In his book “Love is the Greatest,” George Sweeting says “People are always hungry for kindness” and adds, “Kindness then ought to be a natural part of relating to those we love, but sometimes it’s when we’re with those closest to us that being kind is most difficult.”

Preparing his readers for such times, Sweeting wrote: “A large part of being kind is the patient willingness to put up with the abuse or ridicule that comes our way. Usually that patience is needed most just when it is exhausted.”

If you long to be consistently kind but find your patience running on empty, try Peter Marshall’s well known prayer: “When I am wrong, dear Lord, make me easy to change, and when I’m right make me easy to live with.”

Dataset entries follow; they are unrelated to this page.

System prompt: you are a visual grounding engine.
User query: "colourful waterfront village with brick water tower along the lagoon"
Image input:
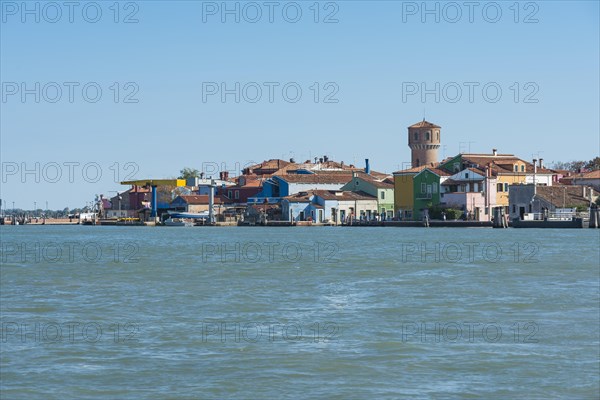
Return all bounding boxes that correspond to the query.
[4,120,600,227]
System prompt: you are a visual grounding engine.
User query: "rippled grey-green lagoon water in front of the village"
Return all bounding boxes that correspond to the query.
[0,226,600,399]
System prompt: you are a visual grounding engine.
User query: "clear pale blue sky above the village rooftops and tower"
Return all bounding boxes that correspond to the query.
[0,0,600,209]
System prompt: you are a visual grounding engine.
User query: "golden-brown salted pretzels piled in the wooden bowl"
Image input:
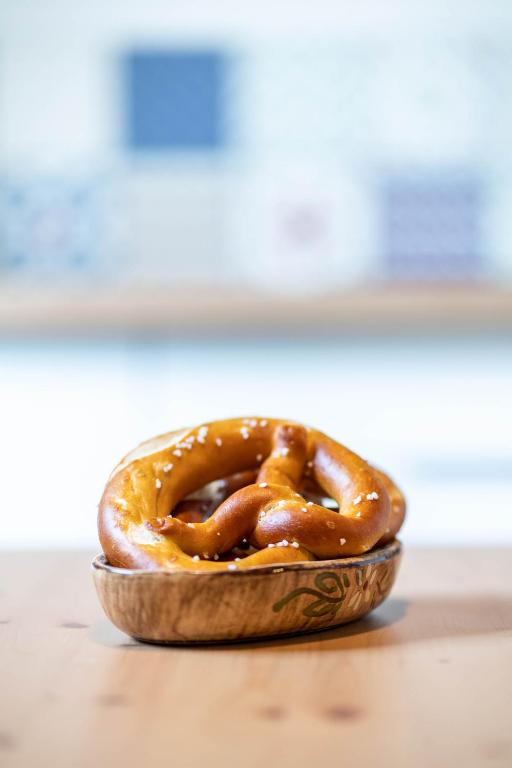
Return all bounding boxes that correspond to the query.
[98,418,405,570]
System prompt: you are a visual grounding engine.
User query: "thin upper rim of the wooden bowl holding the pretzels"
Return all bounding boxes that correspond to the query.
[91,539,402,578]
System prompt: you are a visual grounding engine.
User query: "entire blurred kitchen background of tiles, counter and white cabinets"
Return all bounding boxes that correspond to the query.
[0,0,512,548]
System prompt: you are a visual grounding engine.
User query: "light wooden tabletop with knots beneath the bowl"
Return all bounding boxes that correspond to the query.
[0,549,512,768]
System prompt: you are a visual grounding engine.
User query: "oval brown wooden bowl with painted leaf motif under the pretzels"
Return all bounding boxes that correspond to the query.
[92,539,401,644]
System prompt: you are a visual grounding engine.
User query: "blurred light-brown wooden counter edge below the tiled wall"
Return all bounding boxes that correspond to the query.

My friend and his wife had discovered how to welcome God into their marriage and He made their mutual kindness possible. They were faithful in the services of their church, prayed together and were eager to help others. The love of God flowed through their marriage and brought an atmosphere of kindness to their home.

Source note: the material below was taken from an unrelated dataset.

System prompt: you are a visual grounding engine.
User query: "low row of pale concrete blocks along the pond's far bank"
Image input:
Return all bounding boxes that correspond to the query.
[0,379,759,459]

Be kind to your valentine today.

You can’t start being kind too soon because you never know when it will be too late.

STRENGTH FOR ALL SEASONS

Poets and preachers have long pointed out the similarities between the seasons of the year and life.  In effect, we’re all born in January and immediately start heading toward December.  Along the way, we’re initiated into life’s realities by the cold winds of winter, welcomed by the striking colors and flowery fragrances of spring, warmed by the pleasant breezes of summer, made thoughtful by the breathtaking beauty of our sentimental journey through fall and finally, in December, belatedly find ourselves beginning to think seriously about eternity.
We’re also affected by the seasons of the soul.  An old hymn said, “Sometimes I’m up; sometimes I’m down, but all the time I’m heaven bound.”  The composer, like most
of us, had evidently known both valleys and mountaintops during his journey but had wisely concluded these ups and downs of life had no bearing on the ultimate outcome.  Faith provided him a strong anchor when waves were high and assurance that a safe harbor waited after life’s storms.
Answering the knock on our door, I faced a grieving father and mother of a young sailor.  “All of our castles have tumbled,” said the father, explaining that their son had been swept overboard while standing fog watch in the north Atlantic and wasn’t found.  My responsibility was to comfort them; to give them hope; a seemingly impossible task but their faith rose to the occasion.  These brokenhearted parents were confident about their son’s relationship to his Lord and this gave them strength in their season of sorrow.
Friends of ours experienced severe financial reverses. Their formerly thriving business was closed and they lost their home.  In spite of these tough trials, however, they found strength through their faith in God to keep them from despair.  While out of work, they volunteered for missionary work in the South Pacific, reaching out to needy people with the message of God’s love.
Job had been the wealthy father of seven sons and three daughters.  Everything seemed to be going his way.  Then trouble came in like a flood.  His children died.  He lost his wealth and health. His formerly faithful wife became so depressed that she urged him to turn against God and die (Job 2:9).  Even during this season of trouble, however, Job’s faith remained strong, enabling him to comfort his grieving wife by telling her this melancholy mood was out of character, proving his love for her was unchanged.
In what season do you find yourself? Are you so down that you wonder if God cares?
Martin Luther once felt as you do today.  Then he heard a bird singing its evening song.  As he watched, he saw the bird tuck its head under a wing and fall asleep.  In writing of this experience, Luther said: “This little bird has had its supper and is now getting ready to go to sleep, quite content, never troubling itself as to what its food will be or where it will lodge on the morrow.  Like David, it abides under the shadow of the almighty.  It sits on its little twig content and lets God care.”
My conversation with a December man (in his nineties) turned to the subject of heaven.  “The days are getting brighter all the time” he said. His faith had been active for so long that he knew it would be sufficient for all seasons…even the final one.